Comment by danarmak

2 years ago

It will at the very least notice that the read data does not match the stored checksum and not return the garbage data to the application. In redundant (raidz) setups it will then read the data from another disk, and update the faulty disk. In a non-redundant setup (or if enough disks are corrupted) it will signal an IO error.

An error is preferred to silently returning garbage data!

The "zeroed-out file" problem is not about firmware lying though, it is about applications using fsync() wrongly or not at all. Look up the O_PONIES controversy.

Sure, due to their COW nature zfs and btrfs provide better behavior despite broken applications.
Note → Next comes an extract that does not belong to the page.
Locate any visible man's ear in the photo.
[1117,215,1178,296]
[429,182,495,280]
But you can't solve persistence in the face of lying firmware.

Even thought zfs has some enhancements to not corrupt itself on such drives, if you run for example a database on top, all guarantees around commit go out the window.

  • "Renaming a file should always happen-after pending writes to that file" is not a big pony. I think it's a reasonable request even in the absence of fsync.

    • Well, for one rename() is not always meant to be durable. It can also be used for IPC, for example some mail servers use it to move mails between queues. Flushing before every rename is unexpected in that situation.

      Fun fact: rename() is atomic with respect to running applications per POSIX, that the on-disk rename is also atomic is only incidental.

      1 reply →

As an aside, can you still get the bad checksum file contents with zfs? Eg if it's a big database with its own checksums you might want to run a db level recovery on it.